FILED - 04 February 2026, Bavaria, Munich: The NVIDIA logo is seen during a press conference at the opening of Telekom and NVIDIA's AI factory "Industrial AI Cloud". Photo: Sven Hoppe/dpa
FILED - 04 February 2026, Bavaria, Munich: The NVIDIA logo is seen during a press conference at the opening of Telekom and NVIDIA's AI factory "Industrial AI Cloud". Photo: Sven Hoppe/dpa

US artificial intelligence chip titan Nvidia unveiled tie-ups with Indian computing firms on Wednesday as tech companies rushed to announce deals and investments at a global AI conference in New Delhi.

This week's AI Impact Summit is the fourth annual gathering to discuss how to govern the fast-evolving technology -- and also an opportunity to "define India's leadership in the AI decade ahead", organizers say.

Mumbai cloud and data center provider L&T said it was teaming up with Nvidia, the world's most valuable company, to build what it touted as "India's largest gigawatt-scale AI factory".

"We are laying the foundation for world-class AI infrastructure that will power India's growth," said Nvidia boss Jensen Huang in a statement that did not put a figure on the investment.

L&T said it would use Nvidia's powerful processors, which can train and run generative AI tech, to provide data center capacity of up to 30 megawatts in Chennai and 40 megawatts in Mumbai.

Nvidia said it was also working with other Indian AI infrastructure players such as Yotta, which will deploy more than 20,000 top-end Nvidia Blackwell processors as part of a $2 billion investment.

Dozens of world leaders and ministerial delegations have come to India for the summit to discuss the opportunities and threats, from job losses to misinformation, that AI poses.

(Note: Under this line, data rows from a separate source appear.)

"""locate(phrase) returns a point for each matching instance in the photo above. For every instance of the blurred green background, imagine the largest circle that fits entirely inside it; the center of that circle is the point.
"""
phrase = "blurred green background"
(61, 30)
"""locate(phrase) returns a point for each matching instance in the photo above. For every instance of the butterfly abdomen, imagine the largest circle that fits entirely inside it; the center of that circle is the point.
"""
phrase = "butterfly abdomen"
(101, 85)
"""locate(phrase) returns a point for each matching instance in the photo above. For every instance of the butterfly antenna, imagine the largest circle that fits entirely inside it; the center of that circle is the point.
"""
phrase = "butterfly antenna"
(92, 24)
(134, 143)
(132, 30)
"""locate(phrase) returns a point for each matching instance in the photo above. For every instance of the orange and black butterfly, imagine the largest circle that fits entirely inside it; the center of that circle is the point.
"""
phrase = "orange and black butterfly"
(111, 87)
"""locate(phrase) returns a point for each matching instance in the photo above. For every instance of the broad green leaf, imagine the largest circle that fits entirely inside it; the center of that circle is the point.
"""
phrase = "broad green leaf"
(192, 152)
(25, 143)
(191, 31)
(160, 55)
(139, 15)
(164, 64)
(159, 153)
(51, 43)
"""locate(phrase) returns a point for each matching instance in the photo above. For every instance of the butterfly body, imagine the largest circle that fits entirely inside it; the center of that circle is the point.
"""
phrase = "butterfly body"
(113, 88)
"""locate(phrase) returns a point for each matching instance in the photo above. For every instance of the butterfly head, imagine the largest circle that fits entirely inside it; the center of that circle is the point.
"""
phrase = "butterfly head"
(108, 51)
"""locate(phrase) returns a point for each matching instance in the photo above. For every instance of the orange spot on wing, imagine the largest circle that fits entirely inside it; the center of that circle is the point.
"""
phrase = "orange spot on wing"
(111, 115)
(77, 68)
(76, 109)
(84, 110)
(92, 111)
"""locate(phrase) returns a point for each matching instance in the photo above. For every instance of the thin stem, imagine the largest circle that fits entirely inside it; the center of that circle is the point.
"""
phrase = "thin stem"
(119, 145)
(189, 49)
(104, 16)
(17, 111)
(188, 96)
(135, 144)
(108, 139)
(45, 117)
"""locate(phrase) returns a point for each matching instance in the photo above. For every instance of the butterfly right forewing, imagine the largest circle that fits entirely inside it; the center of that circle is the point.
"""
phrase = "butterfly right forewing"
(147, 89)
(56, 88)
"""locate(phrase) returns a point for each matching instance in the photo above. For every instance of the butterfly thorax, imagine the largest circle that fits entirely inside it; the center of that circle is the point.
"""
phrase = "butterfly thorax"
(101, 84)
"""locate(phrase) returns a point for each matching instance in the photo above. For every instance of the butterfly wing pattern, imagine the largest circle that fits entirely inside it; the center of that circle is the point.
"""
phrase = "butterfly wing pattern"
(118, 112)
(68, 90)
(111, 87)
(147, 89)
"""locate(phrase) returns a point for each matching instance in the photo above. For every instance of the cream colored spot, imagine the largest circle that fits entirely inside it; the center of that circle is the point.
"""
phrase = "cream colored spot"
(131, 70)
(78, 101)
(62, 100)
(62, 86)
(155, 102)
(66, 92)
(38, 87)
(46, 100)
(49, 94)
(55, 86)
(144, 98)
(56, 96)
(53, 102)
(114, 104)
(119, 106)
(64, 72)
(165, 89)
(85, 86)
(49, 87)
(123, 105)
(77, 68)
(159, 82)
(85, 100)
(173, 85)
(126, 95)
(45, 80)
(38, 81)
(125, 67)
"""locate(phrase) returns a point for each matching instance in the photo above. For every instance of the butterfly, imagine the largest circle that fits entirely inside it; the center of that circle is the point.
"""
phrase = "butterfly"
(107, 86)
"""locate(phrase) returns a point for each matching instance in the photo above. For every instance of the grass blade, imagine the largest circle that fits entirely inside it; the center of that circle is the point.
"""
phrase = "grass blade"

Last year India leapt to third place -- overtaking South Korea and Japan -- in an annual global ranking of AI competitiveness calculated by Stanford University researchers.

But despite plans for large-scale infrastructure and grand ambitions for innovation, experts say the country has a long way to go before it can rival the United States and China.

The conference has also brought a flurry of deals, with IT minister Ashwini Vaishnaw saying Tuesday that India expects more than $200 billion in investments over the next two years, including roughly $90 billion already committed.

Separately, India's Adani Group said Tuesday it plans to invest $100 billion by 2035 to develop "hyperscale AI-ready data centers", a boost to New Delhi's push to become a global AI hub.

Microsoft said it was investing $50 billion this decade to boost AI adoption in developing countries, while US artificial intelligence startup Anthropic and Indian IT giant Infosys said they would work together to build AI agents for the telecoms industry.

Nvidia's Huang is not attending the AI summit but other top US tech figures joining include OpenAI's Sam Altman, Google DeepMind's Demis Hassabis and Microsoft founder Bill Gates.

Indian Prime Minister Narendra Modi and other world leaders including French President Emmanuel Macron and Brazil's Luiz Inacio Lula da Silva are expected to deliver a statement at the end of the week about how they plan to address concerns raised by AI technology.

But experts say that the broad focus of the event and vague promises made at previous global AI summits in France, South Korea and Britain mean that concrete commitments are unlikely.

Nick Patience, practice lead for AI at tech research group Futurum, told AFP that nonbinding declarations could still "set the tone for what acceptable AI governance looks like".

But "the largest AI companies deploy capabilities at a pace that makes 18-month legislative cycles look glacial," Patience said.

"So it's a case of whether governments can converge fast enough to create meaningful guardrails before de facto standards are set by the companies themselves."